Tag Heuer Aquaracer Calibre S review
This Tag Heuer features the neatest chronograph functions ever seen on an analogue watch. And, you never know, you might actually use them…
This Tag Heuer is all about the dials. You might think that it’s got a couple of speedometers down at the bottom – nope, those are the chronograph dials, redesigned with bi-directional motors inside.
Tag says this makes them easier to read. We say it’s just to be different – but we’ve few quibbles when the result looks this sharp.
It’s my Regatta watch, darling
TAG also smugly points out that they actually designed the first car dashboards back in 1911, so it’s like they’re taking the design back.
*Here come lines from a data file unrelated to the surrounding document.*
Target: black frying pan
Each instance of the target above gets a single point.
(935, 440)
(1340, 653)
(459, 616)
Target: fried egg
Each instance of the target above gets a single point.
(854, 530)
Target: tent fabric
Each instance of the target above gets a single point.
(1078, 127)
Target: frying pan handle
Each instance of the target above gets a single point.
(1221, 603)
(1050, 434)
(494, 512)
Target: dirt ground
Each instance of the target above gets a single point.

Naturally, the stuff inside that makes the speedometer bits go round is appropriately Swiss and insane – the Calibre S movement contains 230 moving parts and five bi-directional engines.
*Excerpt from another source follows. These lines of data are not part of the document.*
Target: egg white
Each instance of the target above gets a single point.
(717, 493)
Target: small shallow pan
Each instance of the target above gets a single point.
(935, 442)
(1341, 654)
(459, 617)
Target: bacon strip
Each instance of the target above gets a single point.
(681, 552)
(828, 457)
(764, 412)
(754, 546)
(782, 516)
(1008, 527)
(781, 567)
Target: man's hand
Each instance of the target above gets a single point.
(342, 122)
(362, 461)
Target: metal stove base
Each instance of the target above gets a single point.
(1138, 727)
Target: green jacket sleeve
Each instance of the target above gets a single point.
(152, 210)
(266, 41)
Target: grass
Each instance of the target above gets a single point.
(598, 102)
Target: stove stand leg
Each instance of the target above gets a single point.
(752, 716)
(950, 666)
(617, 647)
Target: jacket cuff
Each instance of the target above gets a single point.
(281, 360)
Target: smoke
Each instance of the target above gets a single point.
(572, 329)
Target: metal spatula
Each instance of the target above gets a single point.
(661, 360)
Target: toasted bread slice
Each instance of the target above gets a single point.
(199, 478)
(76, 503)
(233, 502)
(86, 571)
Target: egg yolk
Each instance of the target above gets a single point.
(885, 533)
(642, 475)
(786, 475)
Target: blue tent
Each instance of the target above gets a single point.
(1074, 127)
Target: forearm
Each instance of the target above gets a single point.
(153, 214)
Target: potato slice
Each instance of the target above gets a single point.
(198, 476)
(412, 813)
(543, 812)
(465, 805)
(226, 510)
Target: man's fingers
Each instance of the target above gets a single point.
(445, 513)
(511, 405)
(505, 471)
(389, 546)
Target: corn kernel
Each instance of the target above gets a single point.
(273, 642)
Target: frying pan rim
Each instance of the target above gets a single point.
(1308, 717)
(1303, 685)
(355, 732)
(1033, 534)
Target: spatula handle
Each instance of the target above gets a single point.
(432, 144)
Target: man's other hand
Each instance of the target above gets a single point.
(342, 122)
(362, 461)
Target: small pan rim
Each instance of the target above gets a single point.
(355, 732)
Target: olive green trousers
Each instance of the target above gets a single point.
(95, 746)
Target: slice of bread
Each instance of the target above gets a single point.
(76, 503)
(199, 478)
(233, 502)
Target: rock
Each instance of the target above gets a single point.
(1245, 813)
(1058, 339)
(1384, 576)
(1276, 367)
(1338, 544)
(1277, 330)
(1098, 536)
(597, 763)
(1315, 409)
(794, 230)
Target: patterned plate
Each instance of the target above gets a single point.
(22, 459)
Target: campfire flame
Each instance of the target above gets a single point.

Every one has to undergo 12,000 hours of testing before it’s allowed out on the streets – or, rather, out onto the yachts, because just in case you’d forgotten that this is a luxury timepiece for rich gents, it also packs a Regatta function that counts down the important ten minutes before a yacht regatta kicks off. Wow.
Fit for divers
Precise to 1/10 of a second – it’s quartz inside, although TAG has demonstrated an all-mechanical watch that is precise to 1/100 second – the watch is also waterproof to 300m, so the divers can reclaim it intact when you throw it overboard in a fit of pique after coming second in the regatta.
In one final blast of opulent pointlessness, it also has a perpetual calendar – using the Julian rather than Gregorian calendar – with a phenomenally complex movement which ensures you won’t have to correct the date for over 100 years. Let’s hope you live long enough to see it go wrong.